Add some missing references #117

ycmin95 · 2024-10-13T14:24:12Z

Added missing references: cheng2020fully, min2021visual, jiao2023cosign, zhou2023gloss, jiao2024visual.
Plan to include more references from VIPL-SLP/awesome-sign-language-processing in future updates.

… zhou2023gloss, jiao2024visual

AmitMY

Thank you very much for your contribution, happy to see you join the effort :)

I left a few comments for minor changes.

For future PRs, I find it easier to review PRs that add a single paragraph / refer to a single topic (with a few citations). It makes it so I can review even if I have less time, and merge some changes while waiting for changes for others (just a preference).

AmitMY · 2024-10-15T13:05:24Z

src/references.bib

@@ -1546,6 +1546,14 @@ @article{jiang2021sign
 year = {2021}
 }

+@inproceedings{jiao2023cosign,
+  title={CoSign: Exploring co-occurrence signals in skeleton-based continuous sign language recognition},


need to add {} to terms such as {CoSign}

Thanks for the suggestion, I have revised this reference item.

AmitMY · 2024-10-15T13:08:32Z

src/index.md

@@ -538,10 +538,9 @@ Though some previous works have referred to this as "sign language translation,"
 without handling the syntax and morphology of the signed language [@padden1988interaction] to create a spoken language output.
 Instead, SLR has often been used as an intermediate step during translation to produce glosses from signed language videos.

-@jiang2021sign proposed a novel Skeleton Aware Multi-modal Framework with a Global Ensemble Model (GEM) for isolated SLR (SAM-SLR-v2) to learn and fuse multimodal feature representations. Specifically, they use a Sign Language Graph Convolution Network (SL-GCN) to model the embedded dynamics of skeleton keypoints and a Separable Spatial-Temporal Convolution Network (SSTCN) to exploit skeleton features. The proposed late-fusion GEM fuses the skeleton-based predictions with other RGB and depth-based modalities to provide global information and make an accurate SLR prediction.
+@jiang2021sign propose a novel Skeleton Aware Multi-modal Framework with a Global Ensemble Model (GEM) for isolated SLR (SAM-SLR-v2) to learn and fuse multimodal feature representations. Specifically, they use a Sign Language Graph Convolution Network (SL-GCN) to model the embedded dynamics of skeleton keypoints and a Separable Spatial-Temporal Convolution Network (SSTCN) to exploit skeleton features. The proposed late-fusion GEM fuses the skeleton-based predictions with other RGB and depth-based modalities to provide global information and make an accurate SLR prediction. @jiao2023cosign explore co-occurence signals in skeleton data to better exploit the knowledge of each signal for continuous SLR.  Specifically, they use Group-specific GCN to abstract skeleton features from co-occurence signals (Body, Hand, Mouth and Hand) and introduce complementary regularization to ensure consistency between predictions based on two complementary subsets of signals. Additionally, they propose a two-stream framework to fuse static and dynamic information. The model demonstrates competitive performance cpmpared to video-to-gloss methods on the RWTH-PHOENIX-Weather-2014 [@koller2015ContinuousSLR], RWTH-PHOENIX-Weather-2014T [@cihan2018neural] and CSL-Daily [@dataset:Zhou2021_SignBackTranslation_CSLDaily] datasets.

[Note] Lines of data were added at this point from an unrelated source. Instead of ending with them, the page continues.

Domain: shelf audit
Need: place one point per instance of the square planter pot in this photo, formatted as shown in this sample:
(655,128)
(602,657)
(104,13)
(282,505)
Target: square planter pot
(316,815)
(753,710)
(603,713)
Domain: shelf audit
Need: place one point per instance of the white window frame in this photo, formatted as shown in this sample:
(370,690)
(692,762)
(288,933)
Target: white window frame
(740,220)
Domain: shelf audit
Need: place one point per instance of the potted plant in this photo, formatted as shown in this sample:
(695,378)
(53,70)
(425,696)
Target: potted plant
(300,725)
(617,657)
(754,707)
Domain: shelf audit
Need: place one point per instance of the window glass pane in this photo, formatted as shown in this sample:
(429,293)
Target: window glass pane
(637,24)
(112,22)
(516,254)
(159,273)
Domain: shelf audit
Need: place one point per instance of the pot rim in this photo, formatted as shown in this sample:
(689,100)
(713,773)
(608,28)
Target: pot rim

to minimize the diff, and for organization in more than one line, please add a new line before @jiao2023cosign (it will still show in one paragraph). I'd even propose to add a new line after every end of sentence, to make it easier to give comments

(but this paragraph looks good to me otherwise!)

I have divided this paragraph into individual sentences to more clearly highlight the distinctions. Besides, in the previous version, I changed the tense of the previous sentence from past tense to present tense (@jiang2021sign proposed -> @jiang2021sign propose), and I recover the original version in the updated version.

Currently, it appears that the tenses in this project are not consistent and may require an overall review and correction.

src/index.md

AmitMY · 2024-10-15T13:11:28Z

src/index.md

@@ -587,7 +586,11 @@ For this recognition, @cui2017recurrent constructs a three-step optimization mod
 First, they train a video-to-gloss end-to-end model, where they encode the video using a spatio-temporal CNN encoder
 and predict the gloss using a Connectionist Temporal Classification (CTC) [@graves2006connectionist].
 Then, from the CTC alignment and category proposal, they encode each gloss-level segment independently, trained to predict the gloss category,
-and use this gloss video segments encoding to optimize the sequence learning model.
+and use this gloss video segments encoding to optimize the sequence learning model. @cheng2020fully propose a fully convolutional networks for continuous SLR, 


(here as well, new line before sentence)

AmitMY · 2024-10-15T13:12:18Z

src/index.md

@@ -587,7 +586,11 @@ For this recognition, @cui2017recurrent constructs a three-step optimization mod
 First, they train a video-to-gloss end-to-end model, where they encode the video using a spatio-temporal CNN encoder
 and predict the gloss using a Connectionist Temporal Classification (CTC) [@graves2006connectionist].
 Then, from the CTC alignment and category proposal, they encode each gloss-level segment independently, trained to predict the gloss category,
-and use this gloss video segments encoding to optimize the sequence learning model.
+and use this gloss video segments encoding to optimize the sequence learning model. @cheng2020fully propose a fully convolutional networks for continuous SLR, 


"a fully convolutional networks" should be "fully convolutional networks" or "a fully convolutional network"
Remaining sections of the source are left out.